Luísa Martins
Blog
Luísa Martins

Em Brasília, atua há oito anos na cobertura do Poder Judiciário. Natural de Pelotas (RS), venceu o Prêmio Esso em 2015 e o Prêmio Comunique-se em 2021. Passou pelos jornais Zero Hora, Estadão e Valor Econômico

Alegações finais da PGR dão "spoiler" de denúncia no caso "Abin Paralela"

Gonet diz haver provas concretas do aparelhamento da agência de inteligencia

Agência Brasileira de Inteligência (ABIN)  • Fabio Rodrigues-Pozzebom/ Agência Brasil
Compartilhar matéria

As alegações finais da PGR (Procuradoria-Geral da República) na ação penal sobre o plano de golpe deixam claro que o órgão deve denunciar os indiciados no inquérito da chamada “Abin Paralela”.

A avaliação é feita por interlocutores do procurador-geral da República, Paulo Gonet, e de ministros do STF (Supremo Tribunal Federal) que acompanham o desenrolar das investigações.

Para essas fontes, a PGR demonstrou, ao longo do documento de 517 páginas apresentado na noite desta segunda-feira, ter provas concretas da instrumentalização da Abin (Agência Brasileira de Inteligência) durante o governo do ex-presidente Jair Bolsonaro.

“Basta um ‘Ctrl C + Ctrl V’ e a denúncia está pronta”, disse reservadamente à CNN um ministro da Corte, em tom de brincadeira.
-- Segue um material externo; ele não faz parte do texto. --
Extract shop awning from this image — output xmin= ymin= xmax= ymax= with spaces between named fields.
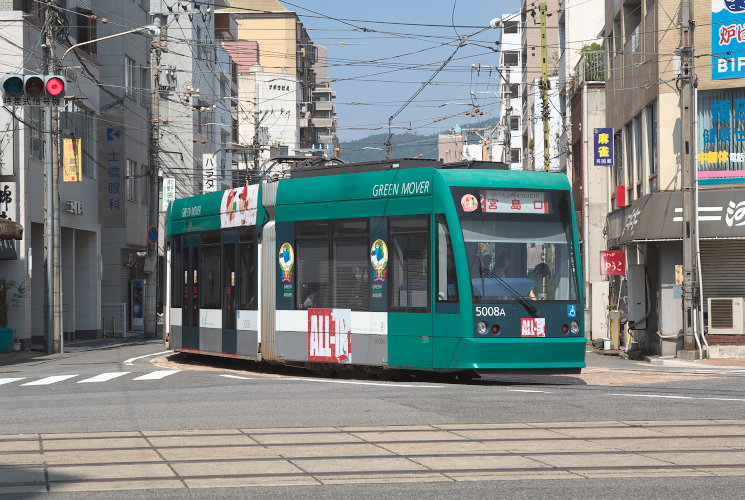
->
xmin=607 ymin=188 xmax=745 ymax=246
xmin=0 ymin=218 xmax=23 ymax=241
A Abin é citada 209 vezes nas alegações finais sobre a trama golpista.

De acordo com Gonet, a Abin funcionava como um “núcleo clandestino de contrainteligência” voltado a monitorar adversários políticos, atingir agentes públicos que iam contra os interesses do bolsonarismo e produzir “fake news” sobre o sistema eleitoral.

“A existência dessa estrutura oculta é prova da lógica de aparelhamento institucional”, relata o procurador-geral, destacando a utilização de “recursos estatais e ferramentas de natureza ilegal”, como softwares de espionagem.

O procurador-geral prossegue afirmando que o então diretor-geral da Abin, o atual deputado federal Alexandre Ramagem (PL-RJ), tinha uma sala no Palácio do Planalto, para que Bolsonaro pudesse acioná-lo diretamente e sem intermediações.

Ramagem era orientado a buscar “informações sensíveis sobre pessoas que contrariavam os interesses do então presidente, numa manifesta utilização indevida da estrutura de Estado para fins de perseguição política e produção de vantagens ilegítimas”, diz a PGR.

Além de espionar pessoas consideradas pelo governo como desafetos - o que incluía ministros do Supremo, parlamentares e jornalistas -, a Abin teria sido usada para “interferir em investigações sensíveis” que envolviam familiares de Bolsonaro.

“O uso da Abin e de sua estrutura para promover perseguição a adversários, interferência em investigações e espionagem política caracteriza um desvio gravíssimo de finalidade institucional, em clara afronta à legalidade e à ordem democrática”, complementa Gonet.

 

Para o procurador-geral, esse desvio de finalidade no âmbito da Abin é um dos “momentos capitais do golpe posto em andamento” pelo ex-presidente e pelo alto escalão do seu governo.

A PF (Polícia Federal) já indiciou Ramagem e outros investigados no inquérito sobre a “Abin Paralela”, que tramita à parte da ação penal sobre o golpe de Estado. Gonet pode pedir diligências complementares, mas seu entorno aposta no oferecimento direto da denúncia.

Apesar de a PF ver responsabilidade de Bolsonaro também no caso “Abin Paralela”, ele não foi formalmente indiciado porque já responde por organização criminosa na ação do golpe de Estado - a lei impede que uma pessoa responda duas vezes sobre o mesmo fato.

Na lista de indiciados estão Ramagem, o vereador Carlos Bolsonaro (filho do ex-presidente) e o atual diretor-geral da Abin no governo de Luiz Inácio Lula da Silva (PT), Luiz Fernando Corrêa.